Use Case | 27.1.2025

Data lifecycle at CSC – from collection to preservation

This example research project collects data from sensors to a data storage service. The researches will collect about 100 TiB of data and the data will be processed in batches to create a 10 TiB summary dataset that is to be published online as dynamic data following FAIR principles. After publishing the summary dataset, the research group wants to preserve it.

This use case can be accomplished by using several CSC services together:

Create a CSC user account and project

A CSC user account and project are required for using the following CSC services.
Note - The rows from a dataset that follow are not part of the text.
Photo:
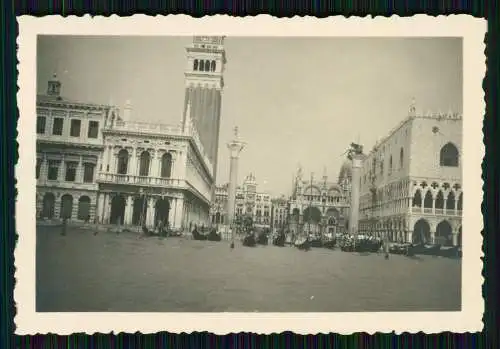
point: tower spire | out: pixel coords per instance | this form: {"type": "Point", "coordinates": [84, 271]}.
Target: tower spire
{"type": "Point", "coordinates": [204, 83]}
{"type": "Point", "coordinates": [54, 86]}
{"type": "Point", "coordinates": [413, 110]}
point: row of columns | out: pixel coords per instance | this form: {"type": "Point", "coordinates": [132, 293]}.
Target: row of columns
{"type": "Point", "coordinates": [421, 208]}
{"type": "Point", "coordinates": [110, 158]}
{"type": "Point", "coordinates": [79, 175]}
{"type": "Point", "coordinates": [175, 213]}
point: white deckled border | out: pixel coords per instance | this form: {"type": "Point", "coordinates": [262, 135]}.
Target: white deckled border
{"type": "Point", "coordinates": [468, 320]}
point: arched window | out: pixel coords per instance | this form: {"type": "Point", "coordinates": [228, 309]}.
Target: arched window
{"type": "Point", "coordinates": [439, 200]}
{"type": "Point", "coordinates": [401, 158]}
{"type": "Point", "coordinates": [166, 165]}
{"type": "Point", "coordinates": [122, 162]}
{"type": "Point", "coordinates": [144, 163]}
{"type": "Point", "coordinates": [428, 200]}
{"type": "Point", "coordinates": [450, 202]}
{"type": "Point", "coordinates": [449, 155]}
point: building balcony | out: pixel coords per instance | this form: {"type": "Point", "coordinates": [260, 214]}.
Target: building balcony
{"type": "Point", "coordinates": [67, 141]}
{"type": "Point", "coordinates": [146, 127]}
{"type": "Point", "coordinates": [376, 213]}
{"type": "Point", "coordinates": [69, 185]}
{"type": "Point", "coordinates": [114, 178]}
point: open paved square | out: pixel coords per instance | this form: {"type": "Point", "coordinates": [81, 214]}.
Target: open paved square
{"type": "Point", "coordinates": [81, 272]}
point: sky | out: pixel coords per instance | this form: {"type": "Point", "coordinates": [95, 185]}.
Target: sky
{"type": "Point", "coordinates": [294, 100]}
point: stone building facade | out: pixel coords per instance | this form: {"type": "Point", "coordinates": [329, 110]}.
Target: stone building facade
{"type": "Point", "coordinates": [320, 206]}
{"type": "Point", "coordinates": [249, 202]}
{"type": "Point", "coordinates": [143, 173]}
{"type": "Point", "coordinates": [411, 181]}
{"type": "Point", "coordinates": [69, 145]}
{"type": "Point", "coordinates": [279, 213]}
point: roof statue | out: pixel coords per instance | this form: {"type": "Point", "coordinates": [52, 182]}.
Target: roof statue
{"type": "Point", "coordinates": [354, 149]}
{"type": "Point", "coordinates": [413, 108]}
{"type": "Point", "coordinates": [299, 172]}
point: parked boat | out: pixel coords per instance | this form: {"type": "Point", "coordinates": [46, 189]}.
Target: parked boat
{"type": "Point", "coordinates": [249, 240]}
{"type": "Point", "coordinates": [425, 249]}
{"type": "Point", "coordinates": [197, 235]}
{"type": "Point", "coordinates": [400, 249]}
{"type": "Point", "coordinates": [328, 241]}
{"type": "Point", "coordinates": [450, 252]}
{"type": "Point", "coordinates": [303, 244]}
{"type": "Point", "coordinates": [214, 236]}
{"type": "Point", "coordinates": [262, 238]}
{"type": "Point", "coordinates": [280, 239]}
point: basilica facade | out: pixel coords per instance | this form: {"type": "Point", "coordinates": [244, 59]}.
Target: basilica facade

The project manager invites other members of the research group to the project after they have created their own personal CSC accounts.
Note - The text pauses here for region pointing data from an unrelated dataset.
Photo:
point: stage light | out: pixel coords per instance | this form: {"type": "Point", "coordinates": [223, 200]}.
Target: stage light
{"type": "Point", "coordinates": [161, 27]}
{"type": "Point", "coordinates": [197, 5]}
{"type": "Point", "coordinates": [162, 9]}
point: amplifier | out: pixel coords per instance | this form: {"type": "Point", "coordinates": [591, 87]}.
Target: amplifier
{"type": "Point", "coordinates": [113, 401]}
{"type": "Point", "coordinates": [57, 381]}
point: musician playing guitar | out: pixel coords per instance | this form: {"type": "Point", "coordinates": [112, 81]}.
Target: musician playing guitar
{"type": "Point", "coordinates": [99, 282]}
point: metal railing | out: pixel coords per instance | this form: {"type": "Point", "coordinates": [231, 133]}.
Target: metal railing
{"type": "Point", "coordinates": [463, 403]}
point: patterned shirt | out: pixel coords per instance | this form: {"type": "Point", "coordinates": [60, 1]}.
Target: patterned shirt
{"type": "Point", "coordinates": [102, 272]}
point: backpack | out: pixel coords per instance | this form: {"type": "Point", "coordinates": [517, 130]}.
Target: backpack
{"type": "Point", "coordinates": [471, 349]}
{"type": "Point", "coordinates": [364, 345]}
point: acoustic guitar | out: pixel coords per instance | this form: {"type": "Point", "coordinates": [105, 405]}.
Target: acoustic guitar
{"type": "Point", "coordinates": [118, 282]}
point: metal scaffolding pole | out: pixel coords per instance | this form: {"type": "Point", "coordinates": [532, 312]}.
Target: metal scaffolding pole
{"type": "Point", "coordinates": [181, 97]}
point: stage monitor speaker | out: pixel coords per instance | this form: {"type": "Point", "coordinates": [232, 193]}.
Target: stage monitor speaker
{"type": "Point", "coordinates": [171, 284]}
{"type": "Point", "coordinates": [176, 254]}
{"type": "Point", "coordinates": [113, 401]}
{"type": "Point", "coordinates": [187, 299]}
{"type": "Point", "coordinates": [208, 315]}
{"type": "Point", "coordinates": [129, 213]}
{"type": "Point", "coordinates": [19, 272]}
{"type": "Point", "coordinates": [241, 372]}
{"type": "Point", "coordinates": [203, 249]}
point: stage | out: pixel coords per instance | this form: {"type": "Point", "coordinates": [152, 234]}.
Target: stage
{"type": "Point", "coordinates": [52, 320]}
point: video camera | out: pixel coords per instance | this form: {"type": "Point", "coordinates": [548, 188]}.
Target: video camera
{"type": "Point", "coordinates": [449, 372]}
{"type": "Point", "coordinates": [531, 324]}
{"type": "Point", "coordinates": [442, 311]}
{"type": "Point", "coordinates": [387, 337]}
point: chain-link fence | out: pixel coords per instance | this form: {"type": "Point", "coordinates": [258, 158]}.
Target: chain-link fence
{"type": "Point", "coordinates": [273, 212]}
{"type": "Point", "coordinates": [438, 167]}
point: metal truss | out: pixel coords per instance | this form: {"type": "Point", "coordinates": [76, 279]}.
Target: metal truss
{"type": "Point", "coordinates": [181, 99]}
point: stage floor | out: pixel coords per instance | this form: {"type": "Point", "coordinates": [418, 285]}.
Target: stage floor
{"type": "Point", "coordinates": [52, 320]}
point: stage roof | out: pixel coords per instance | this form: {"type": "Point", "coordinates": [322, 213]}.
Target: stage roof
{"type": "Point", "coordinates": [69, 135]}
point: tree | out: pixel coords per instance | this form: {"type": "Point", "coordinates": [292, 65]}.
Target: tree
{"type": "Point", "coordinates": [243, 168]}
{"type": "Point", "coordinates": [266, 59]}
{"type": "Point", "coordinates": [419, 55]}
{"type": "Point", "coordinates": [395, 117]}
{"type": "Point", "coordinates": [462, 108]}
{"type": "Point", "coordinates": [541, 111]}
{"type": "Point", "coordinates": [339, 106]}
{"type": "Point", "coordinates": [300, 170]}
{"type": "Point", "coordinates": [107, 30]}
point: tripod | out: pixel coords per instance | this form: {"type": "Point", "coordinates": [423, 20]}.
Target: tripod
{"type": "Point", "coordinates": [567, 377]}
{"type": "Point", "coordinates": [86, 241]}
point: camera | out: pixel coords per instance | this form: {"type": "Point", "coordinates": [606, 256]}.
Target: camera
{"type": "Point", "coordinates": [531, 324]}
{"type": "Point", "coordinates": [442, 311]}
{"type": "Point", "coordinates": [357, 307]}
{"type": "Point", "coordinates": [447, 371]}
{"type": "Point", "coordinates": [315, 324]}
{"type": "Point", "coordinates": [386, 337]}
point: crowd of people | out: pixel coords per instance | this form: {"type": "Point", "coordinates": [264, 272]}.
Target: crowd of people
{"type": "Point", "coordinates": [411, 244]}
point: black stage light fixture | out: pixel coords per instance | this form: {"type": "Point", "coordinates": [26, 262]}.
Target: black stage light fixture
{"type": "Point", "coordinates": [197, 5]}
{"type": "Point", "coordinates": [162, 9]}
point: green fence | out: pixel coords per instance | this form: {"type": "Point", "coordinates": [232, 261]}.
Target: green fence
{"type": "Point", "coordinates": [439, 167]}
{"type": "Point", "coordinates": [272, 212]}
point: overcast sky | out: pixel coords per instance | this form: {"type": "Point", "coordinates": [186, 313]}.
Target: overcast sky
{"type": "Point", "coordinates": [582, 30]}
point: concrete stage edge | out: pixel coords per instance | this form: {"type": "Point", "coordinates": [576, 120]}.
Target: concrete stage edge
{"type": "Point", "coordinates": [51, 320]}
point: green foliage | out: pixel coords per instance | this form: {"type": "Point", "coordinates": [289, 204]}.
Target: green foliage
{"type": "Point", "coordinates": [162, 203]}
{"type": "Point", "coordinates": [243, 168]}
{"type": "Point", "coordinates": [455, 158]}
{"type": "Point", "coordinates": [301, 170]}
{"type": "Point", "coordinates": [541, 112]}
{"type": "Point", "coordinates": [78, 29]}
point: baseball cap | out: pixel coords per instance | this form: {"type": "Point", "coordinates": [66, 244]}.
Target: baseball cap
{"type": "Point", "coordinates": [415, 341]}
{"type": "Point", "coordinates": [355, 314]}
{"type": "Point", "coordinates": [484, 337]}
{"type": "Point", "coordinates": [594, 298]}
How to create a new CSC user account How to create a CSC project How to add members to project Link to My CSC portal

cPouta: Opening and sharing data in the cloud

A virtual machine (VM) running in cPouta cloud is used as the platform to which the sensors send their data. Another VM can be set up to allow external users to access the collected data and some lightweight analysis tools.
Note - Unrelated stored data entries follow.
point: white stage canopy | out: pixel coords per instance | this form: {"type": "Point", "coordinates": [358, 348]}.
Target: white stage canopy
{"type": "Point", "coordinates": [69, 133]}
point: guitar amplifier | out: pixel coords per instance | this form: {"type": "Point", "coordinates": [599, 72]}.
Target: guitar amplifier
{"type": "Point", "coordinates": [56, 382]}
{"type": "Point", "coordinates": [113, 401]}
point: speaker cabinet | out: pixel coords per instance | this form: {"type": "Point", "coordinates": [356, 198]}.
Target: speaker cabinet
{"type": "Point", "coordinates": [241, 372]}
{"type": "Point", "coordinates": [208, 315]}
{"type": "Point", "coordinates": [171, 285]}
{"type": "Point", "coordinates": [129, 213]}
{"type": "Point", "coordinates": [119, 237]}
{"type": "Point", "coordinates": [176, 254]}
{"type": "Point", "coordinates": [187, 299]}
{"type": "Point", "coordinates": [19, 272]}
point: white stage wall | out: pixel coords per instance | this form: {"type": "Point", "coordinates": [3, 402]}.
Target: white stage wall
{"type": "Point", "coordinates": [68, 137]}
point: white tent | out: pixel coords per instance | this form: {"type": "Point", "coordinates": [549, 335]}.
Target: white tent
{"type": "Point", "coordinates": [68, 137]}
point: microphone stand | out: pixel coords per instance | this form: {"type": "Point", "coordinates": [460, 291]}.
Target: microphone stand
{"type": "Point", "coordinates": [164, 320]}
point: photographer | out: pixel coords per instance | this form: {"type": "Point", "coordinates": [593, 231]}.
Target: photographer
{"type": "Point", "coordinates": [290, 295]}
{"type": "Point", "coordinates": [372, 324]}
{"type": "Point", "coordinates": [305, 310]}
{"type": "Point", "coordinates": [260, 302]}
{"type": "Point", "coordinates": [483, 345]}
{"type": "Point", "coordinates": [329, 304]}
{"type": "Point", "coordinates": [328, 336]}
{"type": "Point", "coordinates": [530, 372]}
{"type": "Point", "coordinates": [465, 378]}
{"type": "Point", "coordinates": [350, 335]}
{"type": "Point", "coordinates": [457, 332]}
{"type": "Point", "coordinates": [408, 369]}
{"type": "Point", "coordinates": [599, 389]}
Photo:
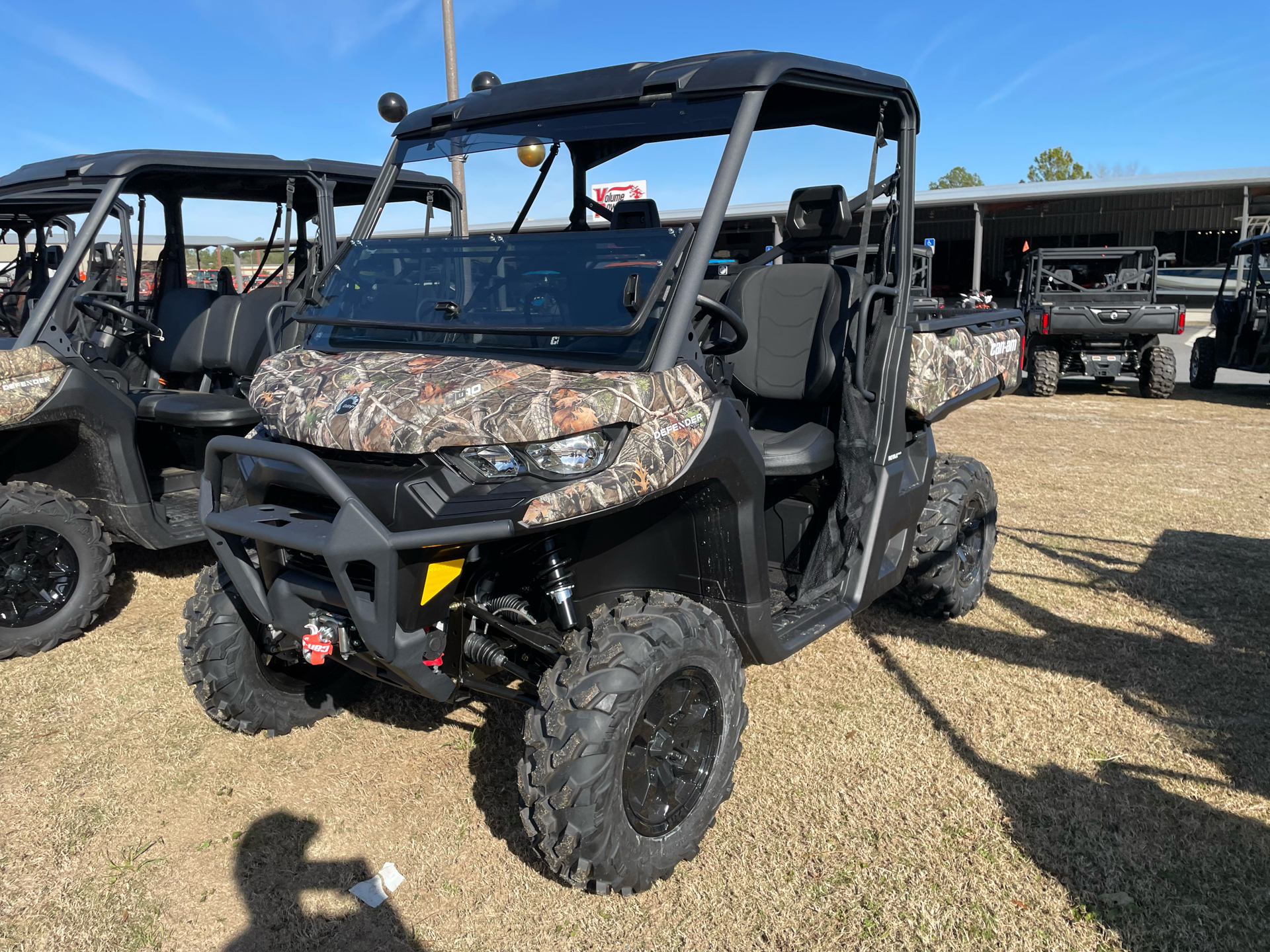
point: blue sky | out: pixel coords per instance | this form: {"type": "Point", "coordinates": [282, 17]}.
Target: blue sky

Allas: Collecting sensor data for temporary storage

The data sent to cPouta is pre-processed and then stored in Allas. Allas is recommended for data storage during the active phase of a research project. Allas has a high storage capacity and is accessible from anywhere on the internet. The data can have different levels of access control.

Puhti: Data processing in CSC’s supercomputing environment

The data is copied from Allas to Puhti supercomputer for processing that requires considerable computing power (e.g. high memory, parallel CPU resources, GPUs). The computations are run as batch jobs, and afterwards the results are uploaded back to Allas.

Read more about Puhti Getting started with supercomputing at CSC CSC supercomputing user guide

Fairdata services: Publication and preseravation

The processed dataset can be transferred to Fairdata IDA directly from Puhti. Metadata and a persistent identifier (DOI) are created for the dataset using Qvain. Etsin provides a landing page and download links for the data. Data published in Fairdata services can be later transferred into digital preservation service for research data (requires a contract).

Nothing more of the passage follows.